With a little gasp, she retreats from the warm circle of my limbs. “Right! You need to eat and I, uh, I need to get going. It’s super late.”
I watch her scramble around the kitchen, dumping used things in the dishwasher, throwing out garbage—not looking at me at all, clearly uncomfortable. I force myself to keep eating the soup she made.
“There’s plenty left over. Just put it in air tight containers and you can freeze it. I’m going to leave now but if you need anything else text me. Or call me. Not Rivera, though, he’s also sick. See you later, Starr—No, I kinda hate your last name now. Cade? But that’s also not really yours. Cowboy?

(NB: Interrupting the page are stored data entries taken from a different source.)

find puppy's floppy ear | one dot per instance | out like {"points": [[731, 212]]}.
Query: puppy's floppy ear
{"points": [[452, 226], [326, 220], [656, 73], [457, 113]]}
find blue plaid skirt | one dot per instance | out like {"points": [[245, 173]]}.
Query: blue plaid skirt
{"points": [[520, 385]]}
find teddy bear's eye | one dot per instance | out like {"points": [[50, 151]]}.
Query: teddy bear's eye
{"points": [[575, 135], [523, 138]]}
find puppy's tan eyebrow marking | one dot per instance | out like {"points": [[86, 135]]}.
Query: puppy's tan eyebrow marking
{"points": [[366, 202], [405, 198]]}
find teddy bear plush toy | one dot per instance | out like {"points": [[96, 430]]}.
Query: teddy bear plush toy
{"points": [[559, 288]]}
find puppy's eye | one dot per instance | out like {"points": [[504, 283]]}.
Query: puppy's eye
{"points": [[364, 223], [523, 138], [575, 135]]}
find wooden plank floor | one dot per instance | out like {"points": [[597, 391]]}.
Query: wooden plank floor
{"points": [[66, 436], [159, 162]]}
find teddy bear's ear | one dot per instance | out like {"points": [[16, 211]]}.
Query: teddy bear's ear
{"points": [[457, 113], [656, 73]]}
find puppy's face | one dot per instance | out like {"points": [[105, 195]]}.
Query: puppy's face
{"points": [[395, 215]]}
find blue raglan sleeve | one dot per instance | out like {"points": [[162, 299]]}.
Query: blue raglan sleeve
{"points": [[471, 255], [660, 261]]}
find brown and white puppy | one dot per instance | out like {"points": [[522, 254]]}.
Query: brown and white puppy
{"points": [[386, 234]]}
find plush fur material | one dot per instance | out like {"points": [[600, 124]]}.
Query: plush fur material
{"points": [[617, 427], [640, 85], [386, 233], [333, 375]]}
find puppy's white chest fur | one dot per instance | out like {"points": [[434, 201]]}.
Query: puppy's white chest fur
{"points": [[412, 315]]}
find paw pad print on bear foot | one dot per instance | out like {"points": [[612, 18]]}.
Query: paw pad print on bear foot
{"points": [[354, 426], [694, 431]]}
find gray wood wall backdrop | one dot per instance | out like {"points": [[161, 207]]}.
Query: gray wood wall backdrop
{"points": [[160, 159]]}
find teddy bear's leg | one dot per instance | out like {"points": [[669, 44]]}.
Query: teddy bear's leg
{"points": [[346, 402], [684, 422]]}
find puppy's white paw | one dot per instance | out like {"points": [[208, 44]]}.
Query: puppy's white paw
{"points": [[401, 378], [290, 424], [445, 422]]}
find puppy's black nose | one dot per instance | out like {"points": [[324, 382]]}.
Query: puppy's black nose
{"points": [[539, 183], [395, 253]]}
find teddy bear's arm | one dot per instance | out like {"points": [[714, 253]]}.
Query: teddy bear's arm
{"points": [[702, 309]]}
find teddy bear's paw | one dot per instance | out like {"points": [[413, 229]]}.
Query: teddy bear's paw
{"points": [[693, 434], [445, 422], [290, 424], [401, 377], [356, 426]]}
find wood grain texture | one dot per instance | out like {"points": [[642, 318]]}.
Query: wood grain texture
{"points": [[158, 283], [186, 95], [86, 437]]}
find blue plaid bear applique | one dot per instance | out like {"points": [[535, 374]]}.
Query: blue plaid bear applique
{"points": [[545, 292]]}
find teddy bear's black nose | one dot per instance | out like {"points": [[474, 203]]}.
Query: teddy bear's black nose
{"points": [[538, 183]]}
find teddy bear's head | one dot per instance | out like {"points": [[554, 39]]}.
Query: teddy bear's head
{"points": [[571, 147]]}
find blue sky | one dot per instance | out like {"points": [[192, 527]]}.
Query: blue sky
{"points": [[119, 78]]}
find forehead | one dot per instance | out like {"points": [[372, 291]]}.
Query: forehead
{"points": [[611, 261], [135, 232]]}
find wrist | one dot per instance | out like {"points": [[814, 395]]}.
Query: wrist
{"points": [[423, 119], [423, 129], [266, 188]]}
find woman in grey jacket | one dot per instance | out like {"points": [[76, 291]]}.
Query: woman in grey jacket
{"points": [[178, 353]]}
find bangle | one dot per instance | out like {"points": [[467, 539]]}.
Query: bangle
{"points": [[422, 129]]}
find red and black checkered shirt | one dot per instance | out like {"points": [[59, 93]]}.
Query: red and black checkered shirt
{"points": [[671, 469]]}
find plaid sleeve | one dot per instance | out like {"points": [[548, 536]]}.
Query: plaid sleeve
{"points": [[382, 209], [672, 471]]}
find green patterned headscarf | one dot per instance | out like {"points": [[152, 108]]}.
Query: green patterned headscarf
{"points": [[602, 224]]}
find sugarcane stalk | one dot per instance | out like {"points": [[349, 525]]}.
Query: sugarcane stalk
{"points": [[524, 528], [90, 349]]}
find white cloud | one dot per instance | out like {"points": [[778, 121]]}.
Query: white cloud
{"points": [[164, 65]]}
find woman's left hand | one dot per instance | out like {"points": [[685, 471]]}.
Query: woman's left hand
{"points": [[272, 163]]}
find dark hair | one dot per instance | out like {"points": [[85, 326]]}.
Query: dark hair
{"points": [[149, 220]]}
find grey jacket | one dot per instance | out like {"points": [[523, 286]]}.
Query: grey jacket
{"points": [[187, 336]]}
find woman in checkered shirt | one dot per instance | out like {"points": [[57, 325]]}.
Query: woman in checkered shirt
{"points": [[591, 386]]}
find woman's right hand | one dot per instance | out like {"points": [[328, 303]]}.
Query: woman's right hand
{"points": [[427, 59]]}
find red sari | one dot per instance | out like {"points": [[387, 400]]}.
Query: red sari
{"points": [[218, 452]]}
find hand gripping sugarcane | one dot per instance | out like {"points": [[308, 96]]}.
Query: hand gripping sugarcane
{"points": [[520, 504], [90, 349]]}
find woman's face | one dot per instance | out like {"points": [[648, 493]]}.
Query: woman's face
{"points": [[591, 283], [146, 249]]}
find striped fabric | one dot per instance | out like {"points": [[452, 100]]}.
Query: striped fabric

Should I call you Cowboy forever?” Her eyes widen, as if she’s only realized now that she just crammed a million words into five seconds.
I take my sweet ass time chewing some bits of chicken and veggies, swallowing, and finally speaking. “Trust me, Cade’s been mine for twenty seven years.”
“Cade?” She breathes out.
“Yes, Hope?”
Her jaw drops. “So, uh. First name base?” I don’t know if she means it as a pun or just misspoke, but I like it.
I snort through my nose softly. “You just made me soup and hugged me. That’s definitely first name base.”
“Okay.” Her voice sounds weird even as she nods firmly. “Good night, Cade.”
Even though she’s firmly out of bounds, I can’t help feeling buoyant at this moment. Smiling, I rasp out, “Good night, Hope.”
I watch her leave my house, cross my yard, and disappear behind the entrance. And even well after she’s gone, my heart keeps racing like a horse.